En ce début d’automne, l’artiste Alyâa Kamel me dit à la pause déjeuner: “viens, j’aimerai te présenter mon mentor littéraire”. Et c’est ainsi que j’ai fait la rencontre extraordinaire de Bernard Letu.
Au fil des années, sa librairie est devenue le repère de l’intelligentsia genevoise et grâce à l’ère du web, ce qu’il nomme ses “petites oeuvres d’art portables” en référence aux livres se vendent dans les quatre coins du monde. Parmi ses fidèles clients, le MoMA, l’université d’Indianapolis, le musée de Limoges mais il prône aussi le local en travaillant pour le compte de notre bibliothèque municipale, celle de Genève et la BAA. Sa spécialité? Le livre de photographie et des arts appliqués tels que les bijoux, les textiles, le verre, la céramique, l’horlogerie, les costumes, l’architecture ainsi que les arts extra-européens (Chine, Japon, Afrique, etc.). L’introuvable, le tirage limité, l’exclusivité (l’éditeur Ertug-Kocabiyik pour ne citer que lui) se trouvent forcément dans sa collection qui compte aujourd’hui plus de 9’000 livres (répartis au sein de sa librairie et dans 3 dépôts si vous voulez tout savoir).
Ni google, ni aucune tablette digitale ne pourrait rivaliser avec son expérience, mais d’ailleurs comment devient-on libraire?

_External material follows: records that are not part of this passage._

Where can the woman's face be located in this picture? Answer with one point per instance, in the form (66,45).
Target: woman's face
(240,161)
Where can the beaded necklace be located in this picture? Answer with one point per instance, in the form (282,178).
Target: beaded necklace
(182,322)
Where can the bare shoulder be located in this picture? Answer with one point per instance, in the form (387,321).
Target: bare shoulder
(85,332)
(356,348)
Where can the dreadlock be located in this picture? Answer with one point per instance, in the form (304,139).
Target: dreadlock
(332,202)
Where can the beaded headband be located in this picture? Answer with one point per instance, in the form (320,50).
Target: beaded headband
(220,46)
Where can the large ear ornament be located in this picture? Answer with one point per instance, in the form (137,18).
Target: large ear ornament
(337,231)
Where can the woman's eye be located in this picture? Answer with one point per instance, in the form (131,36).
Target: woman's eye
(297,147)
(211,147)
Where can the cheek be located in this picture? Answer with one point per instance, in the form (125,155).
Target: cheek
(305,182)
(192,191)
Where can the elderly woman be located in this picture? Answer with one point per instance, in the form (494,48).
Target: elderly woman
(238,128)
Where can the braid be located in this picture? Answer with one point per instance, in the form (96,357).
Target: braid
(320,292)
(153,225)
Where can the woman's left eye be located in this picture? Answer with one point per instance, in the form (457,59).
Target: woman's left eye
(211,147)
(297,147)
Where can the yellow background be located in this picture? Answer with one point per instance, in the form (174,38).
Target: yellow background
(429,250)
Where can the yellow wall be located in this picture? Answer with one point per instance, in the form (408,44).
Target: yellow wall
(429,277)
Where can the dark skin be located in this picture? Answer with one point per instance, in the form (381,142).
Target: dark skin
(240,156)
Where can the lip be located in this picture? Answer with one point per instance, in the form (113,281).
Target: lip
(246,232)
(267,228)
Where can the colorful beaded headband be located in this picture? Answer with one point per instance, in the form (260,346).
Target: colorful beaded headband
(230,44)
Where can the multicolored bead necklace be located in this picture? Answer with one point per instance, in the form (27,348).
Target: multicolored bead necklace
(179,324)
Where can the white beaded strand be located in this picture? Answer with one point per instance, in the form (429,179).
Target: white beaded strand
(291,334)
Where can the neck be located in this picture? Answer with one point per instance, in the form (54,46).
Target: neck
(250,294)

Bernard Letu est parisien avant de devenir genevois; déjà étudiant, il publie un journal tout en peaufinant des études de langues étrangères et de droit. Il exercera dans le milieu de la finance pendant 13 ans avant de décider, alors qu’il occupe un poste à Bâle, d’enfin faire ce qui lui plaît. Et ce qui lui plaît en 1973, ce sont les gravures surréalistes et fantastiques. Il s’installe en tant que galeriste à la rue St Léger où il fait la rencontre de l’artiste Dominique Appia et éditera son premier livre, suivi d’une dizaine d’autres. Petit à petit, les oeuvres d’art disparaissent et le livre d’art emplit tout son espace.
Molière a son théâtre; Bernard Letu, sa librairie. Chaque recoin de cet éden littéraire recèle un trésor, il suffit d’ouvrir la porte. Amazon n’a qu’à bien se tenir car les conseils et le savoir du libraire sont irremplaçables. N’hésitez pas à lui poser une colle; la recherche de la rareté, c’est ce qu’il préfère.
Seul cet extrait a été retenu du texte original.